Major Bay Area health pact could create new hospitals

March 16, 2015

Mark Laret, CEO UCSF Medical Center and the UCSF Benioff Children's Hospitals, oversees an expanding Bay Area empire.  Spencer Brown

Mark Laret, CEO UCSF Medical Center and the UCSF Benioff Children’s Hospitals, oversees an expanding Bay Area empire. Spencer Brown

Chris Rauber
Reporter- San Francisco Business Times

UCSF Medical Center, already engaged in a regionwide battle with Stanford Health Care, has significantly tightened its connections with John Muir Health.

The two hospital systems said late Monday they’re creating a jointly owned network “to provide patients with high-quality care at an affordable price.” They will also create a development company to build new medical facilities and increase the number of doctors in their network.

The new network includes a new health insurance arrangement under which they (and potentially other partners) take on limited insurance risk from the health plans they contract with.

The new enterprise would also help them provide physicians and patients with new tools “to improve the coordination of care” and improve patients’ experience.They signed a letter of intent to pursue the joint network last summer.

Under the agreement, however, both institutions — UCSF Medical Center, one of the nation’s leading academic medical centers, and John Muir, which operates hospitals in Walnut Creek and Concord — would remain independent.

Mark Laret, CEO of UCSF Medical Center and the UCSF Benioff Children’s Hospitals in San Francisco and Oakland, told me late Monday that the two partners “would like to grow our capacity in some areas to the east of John Muir,” and possibly elsewhere in the region. The new network might also “encourage more University of California employees to use UC or affiliated facilities,” Laret said.

In terms of timing, the partners hope to win regulatory approval to take on limited insurance risk in the region by the end of the year, Laret said. They’re also talking to “a wide number of physician groups and hospitals in the region about participating,” he added.

Under the new arrangement, UCSF Medical Center, John Muir and other providers would take on some insurance risk, while participating health plans would retain some. “We expect this to be a health plan-friendly network,” Cal Knight, John Muir’s president and CEO, told me in a Tuesday afternoon interview. “We want to partner with existing health plans.”

Other health players are eager to form federations to mimic that structure in the brave new world of Obamacare, where better coordination of care and elimination of waste and unneeded expenses are seen as crucial to success. Stanford and Sutter, in particular, have been making moves in the same direction.

“They have to position themselves to compete with Kaiser, Sutter and Stanford,” said Walter Kopp, a longtime hospital and medical group consultant based in San Anselmo. “It’s a way of integrating clinically without merging.

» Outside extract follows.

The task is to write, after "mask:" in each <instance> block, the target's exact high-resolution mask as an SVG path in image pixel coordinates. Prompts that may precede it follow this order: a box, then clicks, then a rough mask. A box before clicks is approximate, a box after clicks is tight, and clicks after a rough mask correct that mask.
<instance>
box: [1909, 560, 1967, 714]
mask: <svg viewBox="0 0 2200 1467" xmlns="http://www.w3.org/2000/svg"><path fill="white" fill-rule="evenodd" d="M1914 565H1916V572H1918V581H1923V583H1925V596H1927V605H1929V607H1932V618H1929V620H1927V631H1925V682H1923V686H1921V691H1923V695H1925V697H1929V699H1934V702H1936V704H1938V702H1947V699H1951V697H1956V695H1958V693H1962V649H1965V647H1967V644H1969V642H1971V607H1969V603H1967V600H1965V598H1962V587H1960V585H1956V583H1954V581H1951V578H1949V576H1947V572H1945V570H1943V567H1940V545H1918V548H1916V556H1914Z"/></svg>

That’s a big trend.”

Vivity, a partnership in Los Angeles linking some of that region’s largest and most influential hospitals, including UCLA Health, Cedars-Sinai Medical Center, Good Samaritan Hospital, Huntington Memorial Hospital, and several others, along with insurer Anthem Blue Cross, is an example, Kopp said.

Muir has about 5,500 employees, not counting roughly 1,000 primary care and specialty physicians in its network.

The agreement covers the so-called Bay Area Accountable Care Network, a regional network along the lines envisioned by President Barack Obama’s Affordable Care Act, better known as Obamacare.

It also includes creation of the so-far unnamed development entity, to be owned equally, that will allow them to “develop joint initiatives” such as new medical centers, and a shared services organization to provides support services to doctors, including health information technology, billing services and other support.

Ben Drew, a John Muir spokesman, said the nascent network ultimately will add “additional folks,” but that other would-be partners aren’t yet willing to be publicly identified.

The two organizations plan to apply for a restricted Knox-Keene license from the state Department of Managed Health Care. Doing so will allow the new Bay Area Accountable Care Network to contract directly with health plans to “develop an insurance product” in which they and other providers take on some insurance risk. That moves them closer to Kaiser, but not all the way there, since they’ll be working with and through outside health insurers.

Kaiser has always had its own health insurance component, and Sutter Health recently introduced its own Sutter Health Plus health plan in the Sacramento and Central Valley regions, and is beginning to move it into the Bay Area as well.

UCSF Medical Center and John Muir also expect to coordinate their existing Epic electronic medical record systems and patient communication portals to enhance communications between doctors and patients. Integrating the records technology would also provide enhanced physician practice management services for Bay Area physicians who want to contract with the network — possibly in conjunction with other provider groups.